Ad watchdog blasts council over its stock transfer blurb
Crawley has become the first local authority to be rapped by the advertising watchdog for making misleading claims in its stock transfer publicity.
The Advertising Standards Authority said this week it had upheld a complaint of the authority misleading tenants in publicity about the transfer of its homes to a housing association.
Crawley had breached an advertising code by telling tenants it had to find £12 million to meet the £60 million cost of bringing their homes up to the decency standard, the watchdog said.
The complainant, council tenant and Defend Council Housing member Michael Barratt, claimed the £60 million figure was misleading because it included the cost of bringing homes up to a standard beyond the minimum required.
The council was also found in breach of three clauses of the Committee of Advertising Practice's code for ‘unfairly denigrating' the Crawley branch of Defend Council Housing in DVD footage.
The film gave the impression that the branch's anti-transfer material was inaccurate, misleading and even threatening, the ASA said.
Crawley Council has now been ordered to explain how much of the £60 million cost relates to the minimum decent homes standard. It has also been instructed not to repeat its claims about Defend Council Housing publicity.
Crawley Council defended its £60 million figure, saying it was based on a stock condition survey. It was confident that all the material it produced on housing transfer consultation was in line with the guidelines set by the Communities and Local Government department, a spokesperson said.

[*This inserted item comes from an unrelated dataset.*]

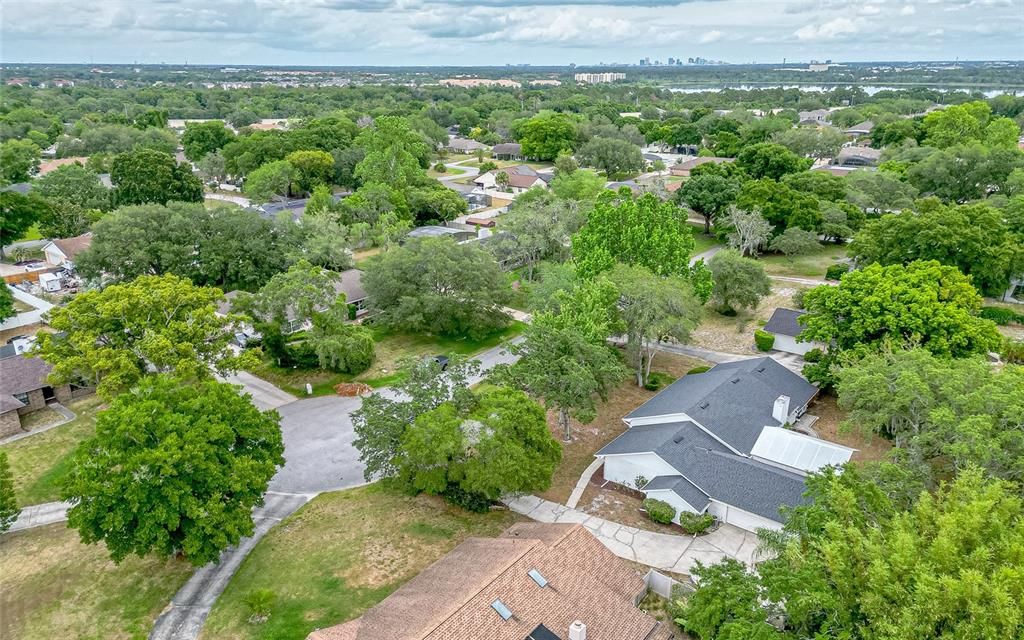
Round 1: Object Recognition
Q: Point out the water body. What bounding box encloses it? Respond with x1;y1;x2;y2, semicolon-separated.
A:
668;84;1024;97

The authority was ‘baffled and disappointed' by the ASA's decision, he added. The judgement raised issues for all local authorities running controversial consultations, he said. ‘We're disappointed because our materials and methods were no different to those used in the 400 or so transfer consultations undertaken by other councils before ours.'
The authority's sentiments were echoed by Tony Ingham, chief executive of PR firm IPB Communications, which has managed more than 50 stock transfer consultations, including Crawley's.

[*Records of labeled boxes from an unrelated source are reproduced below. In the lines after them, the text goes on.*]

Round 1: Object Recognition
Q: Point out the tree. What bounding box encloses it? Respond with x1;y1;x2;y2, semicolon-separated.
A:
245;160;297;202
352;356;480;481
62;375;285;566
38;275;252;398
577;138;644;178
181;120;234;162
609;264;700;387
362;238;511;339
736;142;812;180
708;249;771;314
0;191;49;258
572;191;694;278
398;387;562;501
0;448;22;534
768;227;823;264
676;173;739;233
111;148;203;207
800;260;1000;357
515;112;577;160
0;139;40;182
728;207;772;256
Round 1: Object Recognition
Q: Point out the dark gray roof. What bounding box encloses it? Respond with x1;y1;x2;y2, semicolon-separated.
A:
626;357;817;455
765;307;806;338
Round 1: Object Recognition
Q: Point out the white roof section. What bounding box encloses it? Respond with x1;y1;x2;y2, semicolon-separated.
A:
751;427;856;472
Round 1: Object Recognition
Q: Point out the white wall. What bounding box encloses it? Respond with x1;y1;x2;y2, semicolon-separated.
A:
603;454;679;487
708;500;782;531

Complainant Mr Barratt said: ‘I'm not an accountant, I'm an ordinary tenant who's retired, saying that these figures do not stand up. Why should they start maligning us? All I've said is: “The emperor has got no clothes.”'
The ASA is still deliberating over a complaint made by the National Housing Federation about anti-transfer campaign literature produced by Defend Council Housing during the Fenland Council stock transfer.